In 1921 Count Hermann claimed in a lawsuit with Grand Duke William Ernest that he and his mother were induced by a ruse and told that he would be forcibly expelled from Paris unless he agreed to travel from there to Germany; instead Hermann was confined in an insane asylum. He was only freed after signing documents renouncing all claims to Saxe-Weimar-Eisenach and assuming the style Count von Ostheim. Hermann went on to claim that the Grand Duke was guilty of usury, as he was lent certain sums of money to pay off his debts in exchange for renouncing 48,000 marks appanage in favor of William Ernest. During that time, the German government had been completing negotiations for a settlement on the former royal family (their titles had been abolished in 1918); thus had Hermann not been disinherited, he would have stood to inherit quite a large bit of money.

==Marriage==
Before he became disinherited, Prince Hermann desired to marry Princess Marie Bonaparte, a great heiress; he might have succeeded but for his unsavory reputation. Though there was a chance he would succeed to the Grand Ducal throne, Marie's father disliked Hermann for possessing an "evil" reputation, and consequently allowed her instead to marry Prince George of Greece and Denmark. Before her refusal, however, Hermann was able to obtain a great deal of money, as it was assumed he would soon have a great deal of wealth to spend; when it became clear there was to be no marriage, a "crash" came. It was these money troubles, along with other problems, that led to his disinheritance.

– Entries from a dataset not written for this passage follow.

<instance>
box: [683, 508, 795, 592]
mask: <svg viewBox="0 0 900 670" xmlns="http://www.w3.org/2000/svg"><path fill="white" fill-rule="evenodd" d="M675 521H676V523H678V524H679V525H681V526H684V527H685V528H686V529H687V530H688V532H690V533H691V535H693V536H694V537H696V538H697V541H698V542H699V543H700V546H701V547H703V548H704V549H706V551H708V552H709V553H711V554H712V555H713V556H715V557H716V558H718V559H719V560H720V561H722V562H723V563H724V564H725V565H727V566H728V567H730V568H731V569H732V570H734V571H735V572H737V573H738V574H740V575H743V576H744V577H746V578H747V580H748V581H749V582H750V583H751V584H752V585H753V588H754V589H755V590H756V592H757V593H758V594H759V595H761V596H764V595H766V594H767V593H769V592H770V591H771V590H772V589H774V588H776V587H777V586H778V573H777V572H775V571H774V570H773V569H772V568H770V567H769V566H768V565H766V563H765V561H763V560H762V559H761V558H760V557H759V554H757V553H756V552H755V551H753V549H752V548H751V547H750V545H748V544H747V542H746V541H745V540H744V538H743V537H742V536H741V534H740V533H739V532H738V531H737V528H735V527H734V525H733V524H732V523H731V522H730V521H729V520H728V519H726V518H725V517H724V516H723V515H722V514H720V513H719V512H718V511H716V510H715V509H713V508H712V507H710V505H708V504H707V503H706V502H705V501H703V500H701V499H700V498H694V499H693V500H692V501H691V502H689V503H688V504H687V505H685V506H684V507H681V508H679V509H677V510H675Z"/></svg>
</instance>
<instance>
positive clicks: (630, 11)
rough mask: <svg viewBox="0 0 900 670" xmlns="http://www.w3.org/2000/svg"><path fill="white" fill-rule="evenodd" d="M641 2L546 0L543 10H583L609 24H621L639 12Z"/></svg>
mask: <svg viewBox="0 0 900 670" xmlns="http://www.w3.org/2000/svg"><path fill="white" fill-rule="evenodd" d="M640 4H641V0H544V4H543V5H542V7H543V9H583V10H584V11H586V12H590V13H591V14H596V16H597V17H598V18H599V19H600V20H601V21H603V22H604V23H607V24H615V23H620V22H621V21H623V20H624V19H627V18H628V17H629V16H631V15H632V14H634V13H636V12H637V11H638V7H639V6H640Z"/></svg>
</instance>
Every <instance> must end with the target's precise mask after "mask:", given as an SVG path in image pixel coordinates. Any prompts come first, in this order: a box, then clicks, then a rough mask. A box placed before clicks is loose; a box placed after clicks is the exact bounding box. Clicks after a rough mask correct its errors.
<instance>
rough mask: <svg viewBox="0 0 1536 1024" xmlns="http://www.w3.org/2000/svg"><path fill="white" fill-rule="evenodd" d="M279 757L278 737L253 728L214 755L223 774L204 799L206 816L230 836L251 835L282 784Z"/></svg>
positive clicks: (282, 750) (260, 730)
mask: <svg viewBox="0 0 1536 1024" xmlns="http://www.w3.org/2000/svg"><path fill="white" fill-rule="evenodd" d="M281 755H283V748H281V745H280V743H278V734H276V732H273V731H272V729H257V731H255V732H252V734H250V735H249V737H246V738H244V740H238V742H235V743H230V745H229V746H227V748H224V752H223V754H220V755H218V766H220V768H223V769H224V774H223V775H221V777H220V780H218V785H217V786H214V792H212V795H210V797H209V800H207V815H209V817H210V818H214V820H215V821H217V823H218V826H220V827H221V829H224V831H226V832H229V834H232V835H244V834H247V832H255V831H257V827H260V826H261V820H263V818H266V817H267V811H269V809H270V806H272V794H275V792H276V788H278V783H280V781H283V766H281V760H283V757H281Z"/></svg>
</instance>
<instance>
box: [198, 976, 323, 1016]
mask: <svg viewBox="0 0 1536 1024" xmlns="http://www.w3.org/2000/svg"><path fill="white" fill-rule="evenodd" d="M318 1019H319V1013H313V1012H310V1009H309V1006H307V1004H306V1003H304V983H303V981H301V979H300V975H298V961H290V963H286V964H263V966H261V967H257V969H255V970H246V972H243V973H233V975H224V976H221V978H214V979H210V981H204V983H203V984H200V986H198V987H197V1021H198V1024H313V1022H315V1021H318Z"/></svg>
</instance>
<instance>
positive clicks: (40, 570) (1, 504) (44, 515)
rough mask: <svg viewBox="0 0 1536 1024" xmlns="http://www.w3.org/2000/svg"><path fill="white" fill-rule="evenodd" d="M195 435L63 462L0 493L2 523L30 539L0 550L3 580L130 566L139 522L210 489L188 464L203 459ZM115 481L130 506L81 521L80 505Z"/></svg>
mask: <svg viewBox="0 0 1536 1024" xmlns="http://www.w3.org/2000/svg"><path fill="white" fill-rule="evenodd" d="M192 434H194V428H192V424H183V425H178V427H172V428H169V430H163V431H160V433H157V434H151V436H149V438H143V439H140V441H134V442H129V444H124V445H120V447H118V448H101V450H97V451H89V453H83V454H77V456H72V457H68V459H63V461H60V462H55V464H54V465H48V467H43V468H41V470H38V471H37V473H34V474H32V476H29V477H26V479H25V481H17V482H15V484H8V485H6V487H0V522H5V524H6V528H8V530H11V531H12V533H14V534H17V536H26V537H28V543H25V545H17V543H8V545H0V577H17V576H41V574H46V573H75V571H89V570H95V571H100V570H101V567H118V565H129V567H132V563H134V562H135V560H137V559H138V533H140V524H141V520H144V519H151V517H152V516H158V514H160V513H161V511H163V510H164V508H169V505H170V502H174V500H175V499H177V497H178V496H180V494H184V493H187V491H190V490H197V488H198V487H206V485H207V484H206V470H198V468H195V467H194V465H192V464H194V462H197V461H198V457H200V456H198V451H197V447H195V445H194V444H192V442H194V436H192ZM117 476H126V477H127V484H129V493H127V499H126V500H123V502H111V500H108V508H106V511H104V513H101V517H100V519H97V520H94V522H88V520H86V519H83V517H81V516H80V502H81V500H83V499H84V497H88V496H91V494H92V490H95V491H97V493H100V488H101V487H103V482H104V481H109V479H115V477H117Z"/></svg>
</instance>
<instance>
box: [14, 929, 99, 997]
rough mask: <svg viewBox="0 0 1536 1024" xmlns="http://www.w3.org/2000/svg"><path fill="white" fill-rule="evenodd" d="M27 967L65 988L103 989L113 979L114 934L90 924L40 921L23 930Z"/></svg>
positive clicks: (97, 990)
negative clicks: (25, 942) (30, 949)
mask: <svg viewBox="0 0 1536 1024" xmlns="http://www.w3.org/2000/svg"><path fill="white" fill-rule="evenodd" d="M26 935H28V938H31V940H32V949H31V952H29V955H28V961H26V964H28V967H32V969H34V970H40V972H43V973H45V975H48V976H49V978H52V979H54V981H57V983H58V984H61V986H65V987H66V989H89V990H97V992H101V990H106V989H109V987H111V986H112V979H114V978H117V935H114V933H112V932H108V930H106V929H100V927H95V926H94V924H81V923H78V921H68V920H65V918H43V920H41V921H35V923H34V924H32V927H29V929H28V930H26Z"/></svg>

Despite being disinherited, Hermann openly boasted he would travel to the United States in search of a wealthy wife, and then return to Germany and pay off his debts within a year; all this was said while staying in Zurich awaiting funds from his family. Instead, Hermann, now Count von Ostheim, morganatically married Wanda Paola Lottero, an Italian stage actress, on 5 September 1909 in London. She was the daughter of Gian Baptiste Lottero and his wife, Emilia di Montarana, dei Baroni Sarchi, member of a minor Italian nobility. They visited the United States on several occasions. They were divorced two years later, on 22 June 1911 after Wanda grew tired of supporting him with her earnings and divorced him on the grounds of financial "non-support", "cruelty", and "infidelity". Wanda later gained notoriety for having a short-lived affair with King Konstantínos I of the Hellenes in 1912.

On 4 August 1918, Hermann married secondly to Suzanne Aagot Midling at Heidelberg. They had one surviving child before her death on 16 October 1931:
- Alexander Kyrill Graf von Ostheim (born 7 August 1922); he died unmarried in Stockholm on 28 March 1943

On 16 November 1932, Hermann's engagement with Isabel Neilson, daughter of former British MP and prominent actor and author Francis Neilson, was announced. Hermann and Isabel were married civilly and religiously in Paris on 28 November 1932. A small family luncheon accompanied the wedding; afterwards, the couple honeymooned to Spain and North Africa. They had no children.

Hermann died in London on 6 June 1964 at the age of 78.